Soudain, alors que Charlie lui expliquait le fonctionnement de la réserve, le shaman interpella la sorcière.
- Suis-moi, lui ordonna Estéban d'une voix douce mais ferme.
La jeune femme se leva du rondin de bois et le suivit, intriguée. Elle lança un regard à Charlie qui lui adressa un clin d'œil avant de se détourner elle fit de même. Ils s'enfoncèrent dans la forêt, les voix et les lueurs des flammes s'amenuisant à mesure qu'ils s'éloignaient. Hermione n'eut pas le temps de demander où ils allaient que le shaman s'arrêta net. Elle dut freiner des quatre fers pour ne pas lui rentrer dedans.
L'homme tendit le bras devant lui puis se plaça derrière Hermione, une main sur son épaule, l'autre passant par-dessus la seconde et l'index pointé, Estéban visa le noir de la nuit. La bouche à l'oreille de la jeune femme, il souffla :
- Que vois-tu ?
- Euh… des arbres ?
Le shaman plaqua ses mains sur ses épaules et lui fit faire demi-tour. Il resta dans son dos, refit les mêmes gestes :
- Que vois-tu ?
Hermione fronça les sourcils, mi-intriguée, mi-amusée, et retint une exclamation sarcastique.
- Des arbres, répondit-elle néanmoins.
- Que voyais-tu avant ?
Sous le silence perplexe de la jeune femme, Estéban recommença son manège deux, quatre, six fois jusqu'à ce qu'Hermione, exaspérée, finisse par répondre :
- Je vois que je tourne en rond, Estéban !
L'intéressé passa devant elle, un sourire satisfait aux lèvres :
- Exactement.
- Je ne comprends pas…
- Une seconde, tu vois des arbres. L'autre, d'autres arbres. Les arbres de la première seconde sont vus avant ceux de l'autre seconde. Donc, les premiers arbres sont ton présent avant que ceux de la deuxième deviennent ton présent tandis que la seconde précédente devient ton passé. Mais tu reviens face aux premiers arbres qui redeviennent ton présent, reléguant ceux de la deuxième seconde au passé.

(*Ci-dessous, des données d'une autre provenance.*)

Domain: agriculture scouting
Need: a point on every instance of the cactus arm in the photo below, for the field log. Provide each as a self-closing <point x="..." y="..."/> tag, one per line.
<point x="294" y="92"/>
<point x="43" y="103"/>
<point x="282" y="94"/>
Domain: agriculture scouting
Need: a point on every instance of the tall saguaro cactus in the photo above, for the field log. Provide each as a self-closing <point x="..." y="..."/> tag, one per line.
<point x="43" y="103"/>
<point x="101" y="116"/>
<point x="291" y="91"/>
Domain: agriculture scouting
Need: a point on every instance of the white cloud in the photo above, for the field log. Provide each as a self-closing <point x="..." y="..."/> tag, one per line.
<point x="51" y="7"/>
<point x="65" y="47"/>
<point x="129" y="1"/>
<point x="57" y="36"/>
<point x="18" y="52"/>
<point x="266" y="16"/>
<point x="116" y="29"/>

Hermione sentit son cerveau surchauffer un peu. Ce n'était pas très clair comme explication, mais pouvait-elle qualifier de « clair » son nouveau monde ? Pouvait-elle expliquer clairement son passage du monde moldu au monde sorcier juste en escaladant une haute colline ?
- Le présent et le passé évoluent incessamment, reprit Estéban, la voix envoûtant à nouveau la jeune femme, comme autour du feu quelques instants plus tôt. Le temps est une boucle. L'Histoire en est donc une aussi.
Faisant un pas en avant, le shaman plongea son regard intense dans celui, hypnotisé, d'Hermione.
- Apprends de l'Histoire, Hermione. Apprends du passé pour influencer le présent et faire en sorte d'avoir un passé différent.
La jeune femme, au travers de son état second, fit cependant une remarque :
- Et le futur, alors ?
- Je te parle d'un passé et d'un présent pour que tu comprennes que tout s'entremêle. S'il t'est plus aisé de parler d'un passé-présent-futur, je te laisse utiliser cette notion. Mais sache que l'imbrication de ce que l'humain appelle « temps » n'existe pas. Chacun est libre de vivre à sa façon, sans tenir compte du passé familial et de créer son propre futur. Que la personne tienne compte ou non des événements, il modulera son propre présent.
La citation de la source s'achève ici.